AUD/USD bearish in near term but stands near significant obstacles such as 23.6% Fibonacci and SMA.
AUD/USD is looking more bearish again as it had a failed attempt to surpass the 38.2% Fibonacci retracement level of the down-leg from 0.8135 to 0.7410, around 0.7690 in the prior week. Currently, the price is developing below the 23.6% Fibonacci of 0.7580 and within the 20- and 40-simple moving averages (SMA) in the daily timeframe.
Looking at momentum oscillators in the short-term timeframe though, they suggest neutral to bearish momentum, suggesting further downside movement may be on the cards. The RSI indicator lies slightly below its neutral 50 line, detecting negative momentum. The MACD oscillator, already negative, holds below its trigger line and near its zero lines.
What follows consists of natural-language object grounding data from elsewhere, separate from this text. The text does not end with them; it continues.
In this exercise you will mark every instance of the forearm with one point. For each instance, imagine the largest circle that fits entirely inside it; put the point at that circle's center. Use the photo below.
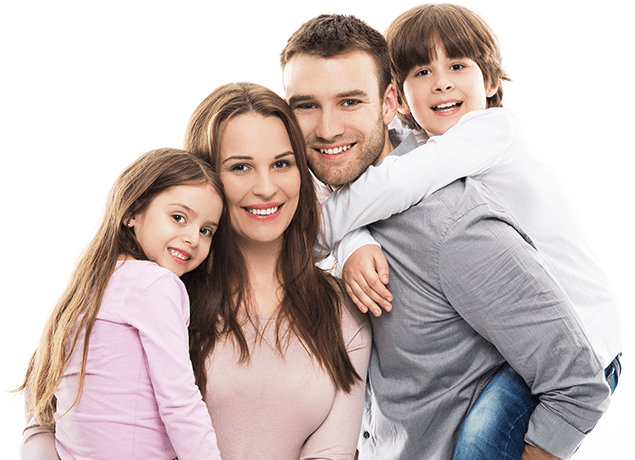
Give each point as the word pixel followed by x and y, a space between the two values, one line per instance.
pixel 510 300
pixel 473 146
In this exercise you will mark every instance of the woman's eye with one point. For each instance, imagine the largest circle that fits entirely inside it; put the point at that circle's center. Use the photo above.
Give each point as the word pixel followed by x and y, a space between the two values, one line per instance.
pixel 282 164
pixel 238 167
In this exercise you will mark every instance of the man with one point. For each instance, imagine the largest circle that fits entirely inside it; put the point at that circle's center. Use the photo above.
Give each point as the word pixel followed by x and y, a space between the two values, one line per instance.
pixel 470 292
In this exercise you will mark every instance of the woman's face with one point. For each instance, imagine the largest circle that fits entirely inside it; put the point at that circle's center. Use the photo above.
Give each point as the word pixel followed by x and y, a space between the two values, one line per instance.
pixel 260 177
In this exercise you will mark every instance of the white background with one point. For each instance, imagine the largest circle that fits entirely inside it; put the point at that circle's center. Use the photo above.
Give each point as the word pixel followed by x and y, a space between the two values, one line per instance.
pixel 86 87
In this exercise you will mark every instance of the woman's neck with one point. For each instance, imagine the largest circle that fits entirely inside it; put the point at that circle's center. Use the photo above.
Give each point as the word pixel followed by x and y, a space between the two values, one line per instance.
pixel 262 268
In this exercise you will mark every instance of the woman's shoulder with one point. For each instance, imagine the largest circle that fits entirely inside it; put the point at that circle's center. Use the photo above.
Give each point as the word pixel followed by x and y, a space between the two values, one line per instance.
pixel 354 322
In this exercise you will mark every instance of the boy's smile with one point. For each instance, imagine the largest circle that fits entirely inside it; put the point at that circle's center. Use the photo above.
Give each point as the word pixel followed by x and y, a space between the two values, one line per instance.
pixel 440 93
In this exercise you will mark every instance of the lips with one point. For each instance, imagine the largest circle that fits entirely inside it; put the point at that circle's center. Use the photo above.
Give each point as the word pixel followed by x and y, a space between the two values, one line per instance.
pixel 264 212
pixel 447 106
pixel 334 150
pixel 179 256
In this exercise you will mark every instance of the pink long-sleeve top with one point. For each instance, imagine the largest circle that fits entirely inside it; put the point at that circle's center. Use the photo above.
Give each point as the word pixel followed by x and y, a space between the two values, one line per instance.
pixel 139 399
pixel 275 407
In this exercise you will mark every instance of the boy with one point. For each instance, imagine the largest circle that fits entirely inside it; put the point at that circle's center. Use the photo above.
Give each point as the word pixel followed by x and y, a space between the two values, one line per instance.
pixel 446 67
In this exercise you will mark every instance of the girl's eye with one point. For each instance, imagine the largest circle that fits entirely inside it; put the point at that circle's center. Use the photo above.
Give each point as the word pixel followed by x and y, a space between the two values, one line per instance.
pixel 207 232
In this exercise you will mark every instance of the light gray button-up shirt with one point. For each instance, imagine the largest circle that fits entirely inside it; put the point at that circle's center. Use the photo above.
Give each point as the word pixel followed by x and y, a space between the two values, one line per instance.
pixel 470 293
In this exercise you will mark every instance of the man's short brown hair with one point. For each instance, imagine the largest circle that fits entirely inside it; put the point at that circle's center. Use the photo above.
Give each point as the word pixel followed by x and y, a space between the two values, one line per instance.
pixel 330 35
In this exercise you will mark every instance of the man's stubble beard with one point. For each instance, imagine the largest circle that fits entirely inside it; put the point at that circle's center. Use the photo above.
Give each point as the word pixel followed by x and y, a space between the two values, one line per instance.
pixel 368 155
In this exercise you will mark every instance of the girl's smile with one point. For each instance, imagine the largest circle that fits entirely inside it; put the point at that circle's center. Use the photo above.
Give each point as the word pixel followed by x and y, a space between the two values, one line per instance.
pixel 176 228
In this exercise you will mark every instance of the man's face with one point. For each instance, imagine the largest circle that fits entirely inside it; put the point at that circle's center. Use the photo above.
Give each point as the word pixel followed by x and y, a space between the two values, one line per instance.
pixel 342 116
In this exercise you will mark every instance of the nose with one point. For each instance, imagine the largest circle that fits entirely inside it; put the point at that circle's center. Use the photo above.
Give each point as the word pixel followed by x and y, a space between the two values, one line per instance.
pixel 265 185
pixel 443 82
pixel 329 124
pixel 192 236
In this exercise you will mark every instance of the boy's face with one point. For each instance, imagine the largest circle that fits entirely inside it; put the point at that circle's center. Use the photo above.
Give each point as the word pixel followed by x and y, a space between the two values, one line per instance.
pixel 342 116
pixel 440 93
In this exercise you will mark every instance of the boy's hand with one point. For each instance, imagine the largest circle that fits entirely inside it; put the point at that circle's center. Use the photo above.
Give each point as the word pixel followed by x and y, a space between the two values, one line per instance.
pixel 364 274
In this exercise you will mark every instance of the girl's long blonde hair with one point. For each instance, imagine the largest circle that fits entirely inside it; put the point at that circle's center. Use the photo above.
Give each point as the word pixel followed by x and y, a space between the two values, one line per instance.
pixel 76 311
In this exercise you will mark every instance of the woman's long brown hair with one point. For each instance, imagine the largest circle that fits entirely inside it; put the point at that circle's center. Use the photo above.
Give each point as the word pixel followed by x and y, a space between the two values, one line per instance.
pixel 311 304
pixel 75 313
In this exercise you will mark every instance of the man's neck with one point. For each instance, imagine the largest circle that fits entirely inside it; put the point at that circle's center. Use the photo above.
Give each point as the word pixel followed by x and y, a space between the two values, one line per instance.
pixel 387 147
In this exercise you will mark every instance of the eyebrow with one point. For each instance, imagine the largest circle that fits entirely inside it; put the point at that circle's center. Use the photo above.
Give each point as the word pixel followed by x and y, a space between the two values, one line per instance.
pixel 247 157
pixel 294 100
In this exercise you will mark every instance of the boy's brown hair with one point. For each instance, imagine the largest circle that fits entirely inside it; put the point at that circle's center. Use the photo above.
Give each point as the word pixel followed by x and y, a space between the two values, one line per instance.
pixel 415 35
pixel 330 35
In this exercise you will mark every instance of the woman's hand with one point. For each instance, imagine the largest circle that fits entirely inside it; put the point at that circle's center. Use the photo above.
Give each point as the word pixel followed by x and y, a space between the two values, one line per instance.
pixel 365 274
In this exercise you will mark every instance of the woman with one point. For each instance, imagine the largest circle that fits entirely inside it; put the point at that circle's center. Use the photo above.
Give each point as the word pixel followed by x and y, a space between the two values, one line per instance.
pixel 277 351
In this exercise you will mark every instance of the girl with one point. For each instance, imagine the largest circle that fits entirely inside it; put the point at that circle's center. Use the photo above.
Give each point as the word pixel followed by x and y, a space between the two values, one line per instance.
pixel 112 372
pixel 278 350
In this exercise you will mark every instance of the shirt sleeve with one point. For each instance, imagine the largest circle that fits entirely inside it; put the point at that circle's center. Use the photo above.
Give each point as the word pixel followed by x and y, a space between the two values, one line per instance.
pixel 38 443
pixel 471 147
pixel 161 319
pixel 494 280
pixel 351 242
pixel 336 438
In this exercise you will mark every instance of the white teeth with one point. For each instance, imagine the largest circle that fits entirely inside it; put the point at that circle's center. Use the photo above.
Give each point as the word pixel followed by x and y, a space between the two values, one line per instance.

If the bears continue to control the market, price declines may stall initially near the latest lows of 0.7475. A potential downside violation of this region would send prices until the 0.7410 support barrier, raising the likelihood of more downside pressure. In such a case, the 0.7325 level could act as a barrier to the downside, identified by the May 9 low.
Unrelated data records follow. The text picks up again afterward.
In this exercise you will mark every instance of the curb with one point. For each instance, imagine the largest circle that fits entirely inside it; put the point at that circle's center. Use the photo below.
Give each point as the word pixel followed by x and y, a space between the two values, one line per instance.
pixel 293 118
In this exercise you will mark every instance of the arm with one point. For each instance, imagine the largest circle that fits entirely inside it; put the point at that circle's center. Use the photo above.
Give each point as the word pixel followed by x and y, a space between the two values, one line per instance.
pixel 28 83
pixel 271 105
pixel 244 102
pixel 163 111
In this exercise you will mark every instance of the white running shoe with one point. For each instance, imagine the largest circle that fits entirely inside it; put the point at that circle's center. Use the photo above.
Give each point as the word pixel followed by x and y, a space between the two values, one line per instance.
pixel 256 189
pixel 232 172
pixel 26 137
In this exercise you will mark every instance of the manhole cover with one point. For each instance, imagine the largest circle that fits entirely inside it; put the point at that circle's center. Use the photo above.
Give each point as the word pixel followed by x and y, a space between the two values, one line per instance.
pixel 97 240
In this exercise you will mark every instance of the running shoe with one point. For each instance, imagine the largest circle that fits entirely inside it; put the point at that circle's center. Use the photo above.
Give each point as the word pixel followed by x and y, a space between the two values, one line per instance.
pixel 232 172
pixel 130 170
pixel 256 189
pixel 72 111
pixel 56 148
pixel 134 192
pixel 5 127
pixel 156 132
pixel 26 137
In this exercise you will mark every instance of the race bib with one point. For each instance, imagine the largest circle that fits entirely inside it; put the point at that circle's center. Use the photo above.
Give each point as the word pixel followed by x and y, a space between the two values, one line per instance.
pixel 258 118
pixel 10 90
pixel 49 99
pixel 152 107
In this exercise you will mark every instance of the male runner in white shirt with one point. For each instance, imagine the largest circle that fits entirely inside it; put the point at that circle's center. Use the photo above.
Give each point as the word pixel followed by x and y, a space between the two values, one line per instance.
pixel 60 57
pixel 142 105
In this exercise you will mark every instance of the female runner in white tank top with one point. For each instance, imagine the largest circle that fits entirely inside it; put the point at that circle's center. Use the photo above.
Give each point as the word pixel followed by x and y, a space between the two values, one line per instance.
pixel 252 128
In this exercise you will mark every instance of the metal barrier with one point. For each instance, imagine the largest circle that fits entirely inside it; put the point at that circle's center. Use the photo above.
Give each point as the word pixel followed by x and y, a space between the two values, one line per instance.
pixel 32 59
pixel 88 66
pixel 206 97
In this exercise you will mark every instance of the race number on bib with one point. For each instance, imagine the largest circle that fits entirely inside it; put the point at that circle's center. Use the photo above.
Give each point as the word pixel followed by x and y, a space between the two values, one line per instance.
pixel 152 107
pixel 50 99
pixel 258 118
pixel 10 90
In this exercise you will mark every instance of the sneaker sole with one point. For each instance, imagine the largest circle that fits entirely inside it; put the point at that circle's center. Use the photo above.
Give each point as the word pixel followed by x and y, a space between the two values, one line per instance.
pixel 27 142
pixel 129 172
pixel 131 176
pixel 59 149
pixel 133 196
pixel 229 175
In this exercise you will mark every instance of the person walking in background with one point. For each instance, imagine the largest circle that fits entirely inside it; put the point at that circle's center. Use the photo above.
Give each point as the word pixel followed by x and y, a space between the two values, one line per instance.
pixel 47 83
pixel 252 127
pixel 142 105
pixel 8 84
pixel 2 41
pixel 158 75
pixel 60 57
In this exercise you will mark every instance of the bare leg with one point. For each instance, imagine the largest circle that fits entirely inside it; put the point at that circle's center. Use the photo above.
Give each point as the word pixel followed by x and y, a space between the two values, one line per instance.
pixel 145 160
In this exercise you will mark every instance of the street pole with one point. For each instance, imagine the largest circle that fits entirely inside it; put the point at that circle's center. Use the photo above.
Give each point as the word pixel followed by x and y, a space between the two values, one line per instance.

On the other side, in case of a bullish run above the 23.6% Fibonacci in the pair, immediate resistance may be found near the 38.2% Fibonacci of 0.7690. An upside break of that zone would open the way for the 50.0% Fibonacci of 0.7770. If buyers manage to push above that hurdle too, that would drive the price towards the 61.8% Fibonacci level near 0.7860.
In the medium-term, the outlook is also negative following the aggressive bearish rally after the bounce off the 32-month high of 0.8135 at the end of January.